I need some help understanding the relationship of the age of discretion, and household baptisms. If you are an elder of a local church, and someone excepts Christ as Lord and Savior, does the entire household receive baptism? If so, (and I'd really appreciate if this would be a working presumption), then what about anyone in the home, like an older teenager, or aged grandparents? Who gets baptized and who does not? Thanks,
Bobby


----------



## Scott Bushey (Feb 15, 2004)

I will give you an example:
If I came to faith and I had a 1 yr old, a 3 yr old and a 17 year old, I would place the sign on the two younger children. I would allow the 17 year old to make the decision. In the same way, grammy would have to commit herself. One cannot force them, can they? They as adults, are able to decide between life and death. Their submission to the sacrament would in fact exibit their faith.


----------



## wsw201 (Feb 15, 2004)

The rule is only professing adults would be baptized and small children and infants. Scott's example is a good one.


----------



## Preach (Feb 17, 2004)

I have found that the Reformed community is split regarding entire household baptisms. Where in the Bible does the household baptism doctrine restrict the baptism to only the children (those under the age of discretion?) I'm not asking this to necessarliy argue for the position, but who are you, or me, or any other human being to say what the age of discretion is.

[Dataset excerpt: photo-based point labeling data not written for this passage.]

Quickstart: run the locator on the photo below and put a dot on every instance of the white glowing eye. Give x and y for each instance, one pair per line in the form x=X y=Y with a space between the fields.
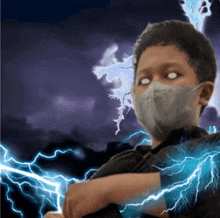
x=172 y=75
x=145 y=81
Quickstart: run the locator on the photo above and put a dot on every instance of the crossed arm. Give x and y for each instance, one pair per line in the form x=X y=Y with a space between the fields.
x=93 y=195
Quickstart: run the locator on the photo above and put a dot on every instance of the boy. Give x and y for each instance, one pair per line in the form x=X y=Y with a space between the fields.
x=174 y=75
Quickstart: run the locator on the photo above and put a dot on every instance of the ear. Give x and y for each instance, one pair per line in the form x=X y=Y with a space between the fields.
x=207 y=90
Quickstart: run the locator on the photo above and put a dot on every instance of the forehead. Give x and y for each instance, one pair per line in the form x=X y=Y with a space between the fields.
x=162 y=57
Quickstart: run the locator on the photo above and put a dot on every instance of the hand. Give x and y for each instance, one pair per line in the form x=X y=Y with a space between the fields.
x=53 y=215
x=84 y=198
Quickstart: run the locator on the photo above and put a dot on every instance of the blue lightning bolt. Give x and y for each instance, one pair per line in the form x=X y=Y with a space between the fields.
x=48 y=186
x=194 y=10
x=204 y=166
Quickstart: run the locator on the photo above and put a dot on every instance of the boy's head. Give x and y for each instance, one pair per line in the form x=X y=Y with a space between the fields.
x=175 y=41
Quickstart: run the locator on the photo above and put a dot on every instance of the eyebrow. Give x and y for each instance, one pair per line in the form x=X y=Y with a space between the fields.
x=163 y=66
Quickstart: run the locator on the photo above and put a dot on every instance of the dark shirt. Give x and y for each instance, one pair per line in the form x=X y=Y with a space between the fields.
x=190 y=140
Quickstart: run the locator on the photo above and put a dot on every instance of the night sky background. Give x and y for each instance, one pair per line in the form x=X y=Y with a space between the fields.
x=51 y=99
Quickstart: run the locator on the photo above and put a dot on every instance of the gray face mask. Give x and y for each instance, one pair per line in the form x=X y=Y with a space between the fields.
x=163 y=108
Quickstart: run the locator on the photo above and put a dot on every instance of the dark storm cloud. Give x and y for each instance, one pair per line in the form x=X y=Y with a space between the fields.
x=47 y=69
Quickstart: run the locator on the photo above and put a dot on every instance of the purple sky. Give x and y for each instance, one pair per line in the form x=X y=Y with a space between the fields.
x=47 y=79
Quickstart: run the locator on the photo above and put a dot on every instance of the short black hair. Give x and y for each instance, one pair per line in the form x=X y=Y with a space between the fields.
x=196 y=45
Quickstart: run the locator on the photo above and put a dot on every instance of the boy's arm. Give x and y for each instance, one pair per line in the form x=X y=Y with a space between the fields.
x=128 y=187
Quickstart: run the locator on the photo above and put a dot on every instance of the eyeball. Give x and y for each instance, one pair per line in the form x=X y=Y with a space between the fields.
x=145 y=81
x=172 y=75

Only God knows that for each individual. I know the webmaster, and perhaps others on this board advocate that the entire household should be baptized. Any comments would be appreciated. I'm attemptin to see how the covenant really works in the life of local churches. Thanks guys.


----------



## wsw201 (Feb 17, 2004)

It has never been the position of the Church to administer a sacrament against someones will, either circumcision or baptism ( I am speaking of adults vs infants and small children). As far as the &quot;age of discretion&quot; is concerned, it has to do with someone being capable of making a credible profession of faith on their own. At what specific age that is, Scripture does not specifically say. 

In the Presbyterian Church a profession is only required when a person becomes a communing member. If someone is not yet capable of making a credible profession, the Church should catechize them until they are capable.


----------



## Preach (Feb 17, 2004)

But what do you do when they are capable, but will not confess? Thanks


----------



## wsw201 (Feb 17, 2004)

Then I would go with my answer in the excommunication thread. :roll:


----------